# Thai Marriage Certificate Attestation



## Trusty (Sep 10, 2008)

If planning wedding in Thailand (Brit and American), does anyone know the process for attesting the marriage certificate for use here in the UAE? Does it need to be attested in Thailand, or here in Dubai? If I get it done in Bangkok, what is the process? Any help/advice is appreciated.


----------



## somchit-srimoon (Aug 1, 2011)

*the basics*



Trusty said:


> If planning wedding in Thailand (Brit and American), does anyone know the process for attesting the marriage certificate for use here in the UAE? Does it need to be attested in Thailand, or here in Dubai? If I get it done in Bangkok, what is the process? Any help/advice is appreciated.


Dear Trusty

I believe it must be done in Thailand because I do for some firms there and if could be done in UAE they would not hire me.

The process is straight forward but time consuming. 
1) You need to have your original Thai marriage certificate and the supporting documents issued by the Thai registrar office translated by a Thai Foreign Affairs Ministry certified translator. 

2) Then take the English translations along with the original documents to, have the translations certified by the Thai Foreign Affairs Ministry. This can be done in person and will take at least one working day. 

The Legalisation and Naturalisation Division,
Department of Consular Affairs,
Ministry of Foreign Affairs.
123 Chaeng Wattana Road, Laksi District, Bangkok 11120
Tel. 0– 2575 1056–59, 0–2981 7171
(08.30 – 11.30 and 13.00 – 15.30)
The expiated service fr the ministry is Baht 800 per document for the same day service. 

3) Then take the originals and translations to the UAE embassy and have them certified as authentic by the UAE embassy. This Normally takes 3 working days but they have been known to take longer, so multiply trips back may be needed. You will be required to also present a letter of request for this service and your reason and contact details when applying.

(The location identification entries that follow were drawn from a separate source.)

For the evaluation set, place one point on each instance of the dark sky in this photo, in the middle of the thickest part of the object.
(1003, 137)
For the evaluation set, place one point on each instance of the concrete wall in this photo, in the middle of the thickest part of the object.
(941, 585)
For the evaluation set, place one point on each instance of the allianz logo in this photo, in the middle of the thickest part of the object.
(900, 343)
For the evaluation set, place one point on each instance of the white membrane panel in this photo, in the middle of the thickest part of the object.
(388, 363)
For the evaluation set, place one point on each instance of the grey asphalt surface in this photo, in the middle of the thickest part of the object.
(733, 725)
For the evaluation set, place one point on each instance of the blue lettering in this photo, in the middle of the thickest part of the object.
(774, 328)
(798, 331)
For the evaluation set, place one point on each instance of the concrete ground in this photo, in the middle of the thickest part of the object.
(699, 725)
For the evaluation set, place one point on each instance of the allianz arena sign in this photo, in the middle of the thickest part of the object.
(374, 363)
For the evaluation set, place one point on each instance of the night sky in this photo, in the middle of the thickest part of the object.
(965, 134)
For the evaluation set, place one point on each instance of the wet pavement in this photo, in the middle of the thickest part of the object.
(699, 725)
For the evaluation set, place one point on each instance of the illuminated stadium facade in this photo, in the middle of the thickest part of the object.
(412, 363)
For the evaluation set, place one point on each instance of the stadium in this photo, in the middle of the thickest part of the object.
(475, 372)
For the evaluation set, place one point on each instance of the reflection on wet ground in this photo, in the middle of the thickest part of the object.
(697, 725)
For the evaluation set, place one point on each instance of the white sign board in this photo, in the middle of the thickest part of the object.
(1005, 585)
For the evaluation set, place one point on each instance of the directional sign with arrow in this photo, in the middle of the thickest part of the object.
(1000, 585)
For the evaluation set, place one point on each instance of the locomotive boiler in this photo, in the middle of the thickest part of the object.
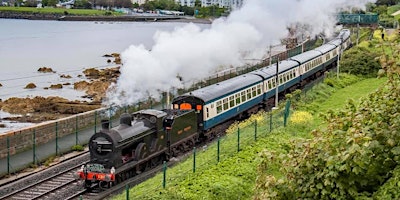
(142, 140)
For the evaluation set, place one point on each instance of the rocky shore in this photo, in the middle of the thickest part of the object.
(39, 109)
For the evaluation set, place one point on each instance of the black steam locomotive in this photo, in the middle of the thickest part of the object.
(148, 137)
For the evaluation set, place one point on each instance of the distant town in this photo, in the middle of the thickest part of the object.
(198, 8)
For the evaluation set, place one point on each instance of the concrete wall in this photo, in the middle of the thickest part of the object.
(42, 133)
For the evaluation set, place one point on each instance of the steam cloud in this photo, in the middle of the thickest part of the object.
(192, 53)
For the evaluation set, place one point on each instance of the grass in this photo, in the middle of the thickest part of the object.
(85, 12)
(235, 175)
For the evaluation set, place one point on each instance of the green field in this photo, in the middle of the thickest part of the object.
(235, 175)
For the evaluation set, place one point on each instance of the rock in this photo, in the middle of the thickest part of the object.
(40, 109)
(65, 76)
(81, 85)
(45, 70)
(56, 86)
(30, 86)
(91, 73)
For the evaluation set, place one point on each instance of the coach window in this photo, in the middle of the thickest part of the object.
(219, 106)
(225, 102)
(243, 96)
(231, 101)
(237, 97)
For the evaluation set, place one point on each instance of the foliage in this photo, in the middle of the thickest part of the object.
(353, 157)
(300, 118)
(56, 11)
(360, 61)
(390, 190)
(49, 161)
(387, 2)
(77, 148)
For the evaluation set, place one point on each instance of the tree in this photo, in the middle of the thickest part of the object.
(387, 2)
(360, 61)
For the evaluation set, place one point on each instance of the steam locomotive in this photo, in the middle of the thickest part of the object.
(146, 138)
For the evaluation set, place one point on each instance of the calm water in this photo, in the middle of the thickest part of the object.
(66, 47)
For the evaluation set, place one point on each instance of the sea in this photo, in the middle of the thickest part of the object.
(68, 48)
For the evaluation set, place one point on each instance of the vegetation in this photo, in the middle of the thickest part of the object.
(84, 7)
(354, 157)
(57, 11)
(77, 148)
(360, 61)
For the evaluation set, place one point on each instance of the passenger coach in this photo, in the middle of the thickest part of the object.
(222, 101)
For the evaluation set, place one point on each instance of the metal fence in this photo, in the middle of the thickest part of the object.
(361, 19)
(219, 150)
(54, 138)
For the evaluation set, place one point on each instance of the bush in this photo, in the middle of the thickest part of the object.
(360, 61)
(77, 148)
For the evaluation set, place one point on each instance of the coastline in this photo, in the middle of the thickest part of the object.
(123, 18)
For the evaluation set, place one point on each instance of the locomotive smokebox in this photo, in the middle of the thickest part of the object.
(105, 124)
(126, 119)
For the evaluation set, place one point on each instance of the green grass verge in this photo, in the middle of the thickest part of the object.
(84, 12)
(235, 175)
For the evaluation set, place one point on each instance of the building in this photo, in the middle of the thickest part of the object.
(233, 4)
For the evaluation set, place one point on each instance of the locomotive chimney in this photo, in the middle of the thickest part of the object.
(105, 124)
(126, 119)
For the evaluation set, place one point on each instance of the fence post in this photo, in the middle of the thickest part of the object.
(255, 130)
(164, 174)
(76, 131)
(95, 121)
(56, 138)
(238, 139)
(109, 117)
(34, 146)
(218, 146)
(194, 159)
(127, 191)
(8, 155)
(286, 114)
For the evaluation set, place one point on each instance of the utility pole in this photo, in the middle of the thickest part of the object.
(277, 83)
(339, 54)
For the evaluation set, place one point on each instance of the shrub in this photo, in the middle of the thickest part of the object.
(77, 148)
(360, 61)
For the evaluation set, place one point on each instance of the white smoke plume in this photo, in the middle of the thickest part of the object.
(194, 53)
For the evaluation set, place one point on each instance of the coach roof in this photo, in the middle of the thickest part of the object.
(224, 88)
(306, 56)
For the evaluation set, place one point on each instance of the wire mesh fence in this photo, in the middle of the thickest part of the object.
(208, 156)
(58, 137)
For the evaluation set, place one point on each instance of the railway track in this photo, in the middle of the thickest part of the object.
(55, 182)
(56, 186)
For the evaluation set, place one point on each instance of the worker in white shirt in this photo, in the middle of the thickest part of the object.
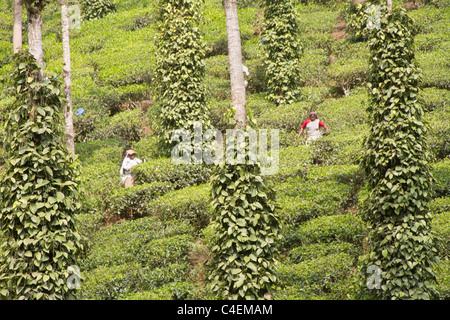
(129, 162)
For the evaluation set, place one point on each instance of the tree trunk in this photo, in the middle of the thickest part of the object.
(68, 111)
(17, 34)
(34, 12)
(235, 62)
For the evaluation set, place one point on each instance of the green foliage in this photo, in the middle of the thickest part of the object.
(191, 203)
(396, 166)
(124, 281)
(126, 125)
(357, 14)
(38, 191)
(132, 202)
(327, 277)
(282, 51)
(317, 250)
(97, 181)
(441, 229)
(165, 170)
(97, 9)
(337, 228)
(179, 290)
(301, 199)
(441, 173)
(180, 67)
(443, 276)
(247, 232)
(147, 241)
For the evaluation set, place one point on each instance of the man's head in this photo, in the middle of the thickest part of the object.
(131, 154)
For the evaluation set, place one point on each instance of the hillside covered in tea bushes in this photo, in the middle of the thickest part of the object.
(151, 241)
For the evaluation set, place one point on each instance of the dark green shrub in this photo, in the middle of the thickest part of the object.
(293, 161)
(120, 281)
(441, 174)
(435, 99)
(439, 205)
(180, 67)
(441, 229)
(289, 117)
(126, 125)
(165, 170)
(179, 290)
(337, 150)
(97, 181)
(99, 151)
(191, 203)
(327, 277)
(396, 161)
(247, 232)
(318, 250)
(132, 202)
(337, 228)
(38, 191)
(443, 278)
(439, 134)
(301, 200)
(282, 51)
(147, 241)
(148, 148)
(97, 9)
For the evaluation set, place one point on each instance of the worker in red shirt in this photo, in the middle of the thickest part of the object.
(312, 125)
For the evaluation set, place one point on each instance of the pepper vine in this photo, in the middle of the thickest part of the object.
(396, 163)
(38, 191)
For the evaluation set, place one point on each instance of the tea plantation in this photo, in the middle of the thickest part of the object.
(151, 241)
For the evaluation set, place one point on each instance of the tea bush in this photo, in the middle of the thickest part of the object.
(165, 170)
(132, 202)
(441, 173)
(147, 241)
(98, 180)
(179, 290)
(441, 229)
(191, 203)
(301, 201)
(318, 250)
(119, 281)
(328, 277)
(336, 228)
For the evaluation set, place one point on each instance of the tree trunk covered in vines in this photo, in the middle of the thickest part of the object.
(68, 111)
(34, 14)
(235, 62)
(17, 33)
(396, 162)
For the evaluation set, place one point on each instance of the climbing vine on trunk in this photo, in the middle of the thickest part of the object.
(396, 163)
(180, 91)
(247, 232)
(38, 191)
(283, 51)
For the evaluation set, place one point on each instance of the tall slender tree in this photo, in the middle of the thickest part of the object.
(396, 159)
(67, 75)
(34, 17)
(17, 33)
(235, 62)
(244, 256)
(282, 51)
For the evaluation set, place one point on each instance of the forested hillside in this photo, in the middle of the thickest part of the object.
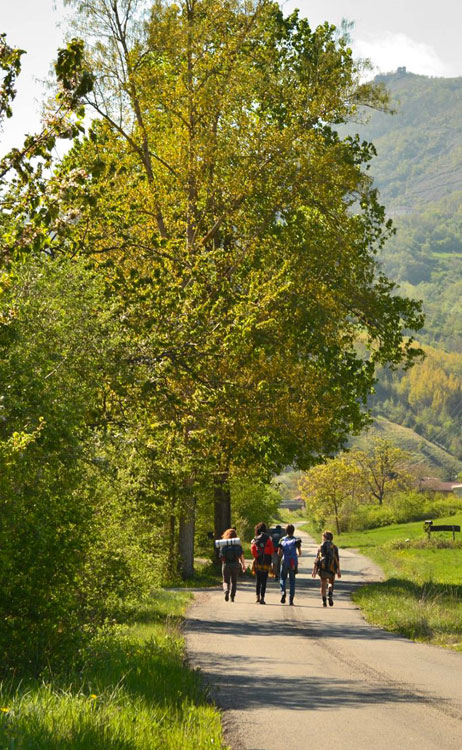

There the UAE embassy fee is about 1,125 baht

This can all be done on your behalf, so rather than wasting your time in government offices and taxis so you can enjoy your honeymoon. 

Hope that helps
Jit


----------



## Trusty (Sep 10, 2008)

Thanks for the information, very helpful.


----------



## somchit-srimoon (Aug 1, 2011)

Trusty, Your more than welcome!

Have a great wedding in Thailand.

"Jit"


----------